実際、生存性は分散化の程度にも関係しています。Rollupノードがより良い分散化と検閲耐性を持つ場合、Rollupはより良い生存性を持ちます。
したがって、Rollupの生存性を向上させるために、ノードを分散化し、ユーザーが障害が発生した場合に自分で取引の順序付けと提案を行えるようにすることをお勧めします。
2.3 Ethereumの分散化と検閲耐性を引き継ぐ
Rollupの分散化に関する研究は、分散化されたSequencerに主に焦点を当てています。
- 現在、ほとんどすべてのRollupネットワークは、1つの中央集権的なSequencerのみを使用しています。Sequencerはユーザーの取引を拒否し、悪意を持ってMEVを抽出する能力を持っており、これがユーザーに経済的な損害を与える可能性があります。さらに、単一のSequencerを使用することは、検閲耐性が欠如しています。

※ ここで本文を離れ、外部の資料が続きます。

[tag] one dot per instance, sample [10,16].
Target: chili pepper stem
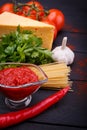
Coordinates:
[13,118]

- そのため、Rollupは分散化されたSequencerを実現するためのいくつかの方法を探求しています。その1つは、許可なしのPoS分散化Sequencerです。この方法はMorphism Rollupで使用されており、SequencerはPOSルールに基づいて選択され、BFTに基づく合意アルゴリズムを実行して取引バッチに合意します。他のいくつかのRollupは、各エポックでリーダーSequencerを選出するリーダー選挙方法を使用しようとしています。
- 別の方法は、MEVオークションを通じて行われます。各エポックで、参加者は取引手数料とSequencerとして抽出できるMEVから期待される利益に基づいて入札します。勝者は入札額をRollup財政に支払い、そのエポック内で取引の順序付けとすべての利益を捕獲する権利を得ます。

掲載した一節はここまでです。